Had a lot of chowder througout this trip, we sampled it everywhere. I think the version I had at the Port Pub was the best, but it was pretty good wherever we went, with variations in the amount of cream, flour and seafood. Lots of potatoes wherever you go!!! Really enjoyed NS and hope to get back some day.


What did (/didn’t) the use in the poutine you had in NS?

instead of the squeaky fresh cheese curds, the place I had it in used shreds of a rather barnyardy tasting industrial cheese. I am not sure what type it was but it was unpleasant and didnt offer the texture contrast in the dish of the curds. I stayed away from the local Donairs also - more shredded cheese and also a sweet sauce (condensed milk based) was not promising to this doner-lover! But there was so much good food available that skipping fast food items like these was not a sacrifice.

I have since seen that there are places that do offer the poutine with curds, so no need to skip the dish just make sure its made “right” Note, in Quebec one sees poutine with many variations including tomato sauces, but its the basic potato-brown gravy-cheese curd type that calls me.

1 Like

So many variations of poutine out there. I’d say half the poutine in Canada, outside of Quebec, uses shredded cheese instead of curds.
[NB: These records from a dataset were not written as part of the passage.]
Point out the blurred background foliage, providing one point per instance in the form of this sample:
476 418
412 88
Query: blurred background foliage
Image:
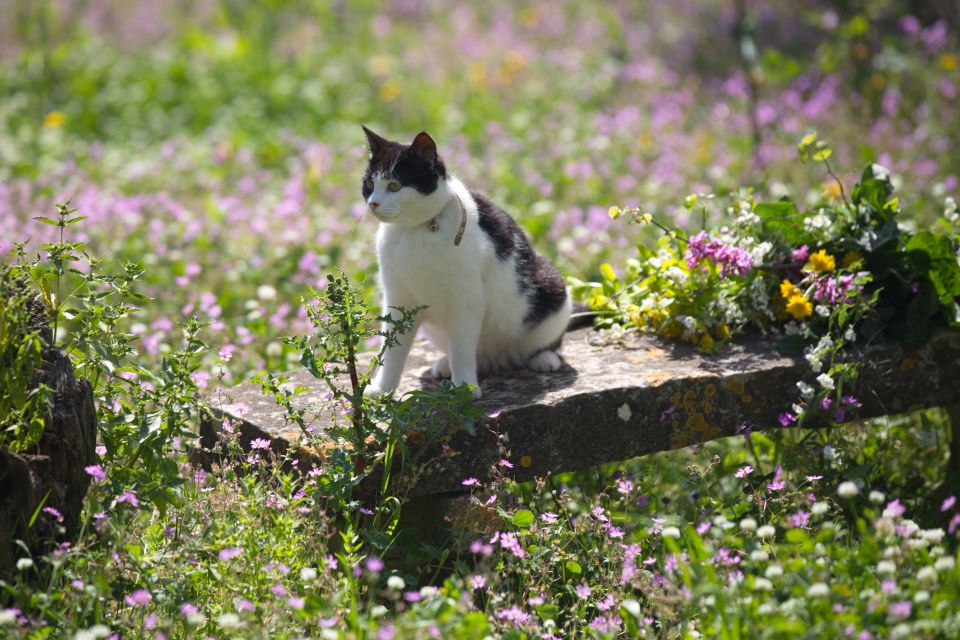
217 142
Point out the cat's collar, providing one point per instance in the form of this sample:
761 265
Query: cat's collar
434 224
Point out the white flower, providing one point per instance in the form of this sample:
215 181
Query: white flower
806 391
229 621
927 574
879 171
396 583
825 381
670 532
274 349
886 567
847 490
266 292
762 584
932 535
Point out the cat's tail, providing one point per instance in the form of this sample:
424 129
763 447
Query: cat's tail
581 317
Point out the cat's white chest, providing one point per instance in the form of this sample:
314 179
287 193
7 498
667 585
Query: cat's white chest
427 266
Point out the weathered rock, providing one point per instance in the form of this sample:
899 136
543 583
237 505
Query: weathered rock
612 403
51 472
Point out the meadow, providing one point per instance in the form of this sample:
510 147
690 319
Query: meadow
214 152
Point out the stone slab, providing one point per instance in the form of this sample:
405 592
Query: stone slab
612 403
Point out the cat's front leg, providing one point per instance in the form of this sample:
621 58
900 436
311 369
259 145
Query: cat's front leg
464 337
391 369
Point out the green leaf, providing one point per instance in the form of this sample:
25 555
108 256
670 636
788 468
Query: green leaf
572 568
523 518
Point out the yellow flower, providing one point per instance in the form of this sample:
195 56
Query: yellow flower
389 91
788 290
706 342
821 261
851 257
832 189
799 307
54 119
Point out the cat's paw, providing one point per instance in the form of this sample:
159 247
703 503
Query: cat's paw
545 361
441 368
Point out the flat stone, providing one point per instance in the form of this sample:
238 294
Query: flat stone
612 403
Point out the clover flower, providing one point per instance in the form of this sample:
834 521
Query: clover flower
821 262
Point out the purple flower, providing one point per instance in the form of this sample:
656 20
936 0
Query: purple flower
374 564
800 519
96 472
53 512
129 497
894 509
777 484
139 598
786 419
513 615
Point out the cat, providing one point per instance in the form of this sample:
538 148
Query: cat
492 302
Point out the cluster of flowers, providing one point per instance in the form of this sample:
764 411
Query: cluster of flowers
817 281
728 258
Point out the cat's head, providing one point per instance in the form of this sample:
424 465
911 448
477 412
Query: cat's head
404 183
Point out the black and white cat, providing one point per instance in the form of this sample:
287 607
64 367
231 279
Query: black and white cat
491 302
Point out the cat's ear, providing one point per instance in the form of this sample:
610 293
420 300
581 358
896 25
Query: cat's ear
375 141
424 146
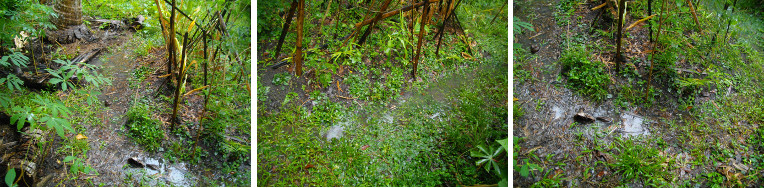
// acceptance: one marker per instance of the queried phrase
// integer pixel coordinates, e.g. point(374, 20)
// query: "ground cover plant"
point(358, 115)
point(675, 104)
point(89, 98)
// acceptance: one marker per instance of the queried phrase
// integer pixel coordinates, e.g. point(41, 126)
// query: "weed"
point(144, 129)
point(281, 79)
point(637, 161)
point(586, 77)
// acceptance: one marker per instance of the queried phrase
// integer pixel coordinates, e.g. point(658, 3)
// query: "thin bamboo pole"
point(285, 28)
point(655, 48)
point(618, 58)
point(298, 48)
point(425, 11)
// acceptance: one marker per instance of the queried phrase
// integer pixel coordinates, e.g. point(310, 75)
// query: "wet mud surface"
point(548, 127)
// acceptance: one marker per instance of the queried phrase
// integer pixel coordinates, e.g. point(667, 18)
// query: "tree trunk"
point(69, 22)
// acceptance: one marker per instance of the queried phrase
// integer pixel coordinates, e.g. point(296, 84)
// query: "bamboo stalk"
point(285, 28)
point(621, 9)
point(694, 16)
point(174, 119)
point(171, 37)
point(442, 28)
point(393, 13)
point(425, 12)
point(729, 22)
point(373, 22)
point(650, 12)
point(298, 50)
point(640, 21)
point(655, 47)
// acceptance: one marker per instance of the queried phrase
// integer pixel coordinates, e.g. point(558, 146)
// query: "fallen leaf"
point(601, 173)
point(80, 137)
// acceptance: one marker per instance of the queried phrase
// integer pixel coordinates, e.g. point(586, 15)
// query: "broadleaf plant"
point(488, 158)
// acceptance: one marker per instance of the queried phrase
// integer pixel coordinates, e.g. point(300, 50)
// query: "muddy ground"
point(110, 148)
point(548, 127)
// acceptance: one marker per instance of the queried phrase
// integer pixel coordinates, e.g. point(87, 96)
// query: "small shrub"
point(145, 130)
point(586, 77)
point(636, 161)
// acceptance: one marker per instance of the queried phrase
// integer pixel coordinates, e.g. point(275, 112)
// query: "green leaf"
point(55, 81)
point(475, 153)
point(524, 170)
point(69, 158)
point(497, 152)
point(504, 143)
point(10, 176)
point(496, 167)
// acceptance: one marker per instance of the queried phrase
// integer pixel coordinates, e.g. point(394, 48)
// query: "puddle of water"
point(557, 112)
point(632, 125)
point(171, 174)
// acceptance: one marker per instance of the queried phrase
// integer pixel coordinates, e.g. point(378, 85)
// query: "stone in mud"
point(583, 118)
point(135, 163)
point(605, 119)
point(152, 167)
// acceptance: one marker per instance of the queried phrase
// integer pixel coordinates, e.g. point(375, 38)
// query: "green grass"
point(637, 161)
point(585, 77)
point(143, 128)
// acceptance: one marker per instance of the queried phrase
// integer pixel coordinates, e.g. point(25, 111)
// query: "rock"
point(605, 119)
point(583, 118)
point(135, 163)
point(152, 167)
point(44, 181)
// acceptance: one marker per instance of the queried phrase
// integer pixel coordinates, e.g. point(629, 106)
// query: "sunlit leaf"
point(9, 177)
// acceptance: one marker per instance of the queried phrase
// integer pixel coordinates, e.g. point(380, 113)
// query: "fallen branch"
point(694, 16)
point(640, 21)
point(393, 13)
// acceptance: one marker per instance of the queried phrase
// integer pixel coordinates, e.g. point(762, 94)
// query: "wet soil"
point(548, 125)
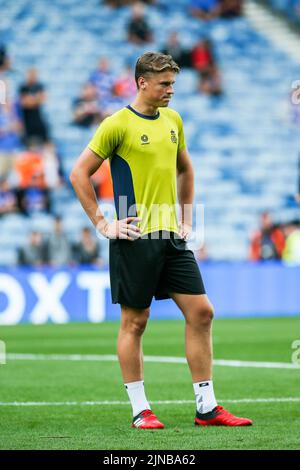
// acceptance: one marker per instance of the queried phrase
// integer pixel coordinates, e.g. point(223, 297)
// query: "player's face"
point(159, 88)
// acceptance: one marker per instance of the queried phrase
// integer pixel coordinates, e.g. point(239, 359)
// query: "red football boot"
point(220, 417)
point(146, 420)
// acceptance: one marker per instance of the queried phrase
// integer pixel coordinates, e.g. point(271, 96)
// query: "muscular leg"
point(133, 324)
point(198, 313)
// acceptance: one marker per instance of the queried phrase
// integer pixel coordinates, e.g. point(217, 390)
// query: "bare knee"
point(202, 316)
point(134, 321)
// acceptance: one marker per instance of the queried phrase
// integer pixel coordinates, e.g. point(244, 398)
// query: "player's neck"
point(144, 108)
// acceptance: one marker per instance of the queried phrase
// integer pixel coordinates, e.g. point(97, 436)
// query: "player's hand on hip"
point(123, 229)
point(185, 230)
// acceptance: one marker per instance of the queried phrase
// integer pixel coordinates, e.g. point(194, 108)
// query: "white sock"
point(137, 397)
point(205, 396)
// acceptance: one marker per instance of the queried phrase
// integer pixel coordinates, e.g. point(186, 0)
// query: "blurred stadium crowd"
point(45, 123)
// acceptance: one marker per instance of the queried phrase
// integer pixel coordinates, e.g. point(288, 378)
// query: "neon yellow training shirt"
point(142, 151)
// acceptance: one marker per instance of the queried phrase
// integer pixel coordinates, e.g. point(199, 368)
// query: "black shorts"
point(150, 267)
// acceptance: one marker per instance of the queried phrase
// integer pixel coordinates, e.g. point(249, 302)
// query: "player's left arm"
point(185, 188)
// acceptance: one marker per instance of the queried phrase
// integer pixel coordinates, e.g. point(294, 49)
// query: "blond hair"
point(154, 62)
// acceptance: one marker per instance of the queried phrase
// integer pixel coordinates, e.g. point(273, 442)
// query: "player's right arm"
point(86, 165)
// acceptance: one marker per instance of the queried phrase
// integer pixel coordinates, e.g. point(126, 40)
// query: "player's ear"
point(142, 83)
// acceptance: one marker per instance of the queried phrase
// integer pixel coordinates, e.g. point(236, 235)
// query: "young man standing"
point(148, 255)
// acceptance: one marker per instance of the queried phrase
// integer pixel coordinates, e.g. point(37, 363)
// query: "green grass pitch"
point(96, 426)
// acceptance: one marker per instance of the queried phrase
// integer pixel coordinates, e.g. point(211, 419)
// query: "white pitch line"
point(154, 359)
point(160, 402)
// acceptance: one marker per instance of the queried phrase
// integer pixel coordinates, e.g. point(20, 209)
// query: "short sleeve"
point(107, 138)
point(181, 137)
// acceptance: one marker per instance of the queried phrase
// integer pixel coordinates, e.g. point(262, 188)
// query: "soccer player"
point(145, 145)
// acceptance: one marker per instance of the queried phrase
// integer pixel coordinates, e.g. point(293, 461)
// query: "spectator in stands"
point(8, 202)
point(32, 97)
point(34, 252)
point(231, 8)
point(4, 59)
point(291, 252)
point(32, 191)
point(10, 130)
point(203, 61)
point(125, 86)
point(87, 251)
point(86, 109)
point(205, 9)
point(51, 166)
point(103, 79)
point(59, 251)
point(268, 242)
point(138, 29)
point(173, 47)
I haven’t had enough poutine in Quebec to know how often shredded is used.

In QC, poutine italien is made with bolognese sauce and typically shredded mozzarella, rather than curds.

One you get beyond the traditional beef gravy (often from a can or mix) and cheese curds type poutine, into upscale or innovative poutines, the curds are often not as essential to the dish as the inclusion of fries, some sort of gravy and some sort of cheese.

That said, I can understand being disappointed by shredded cheese when you wanted or expected curds!

It was not good cheese of any kind, they obviously didnt care about their poutine it was a minor menu option. It was not a french canadian run restaurant either, whether that matters I dont know.

1 Like

It wouldn’t matter if the restaurant was run by French Canadians or not. It’s a relatively new dish, and it doesn’t have any secret French Canadian know-how involved.

Poutine- Good or Bad- is common in all parts of Canada, regardless of whether the locals speak French or not.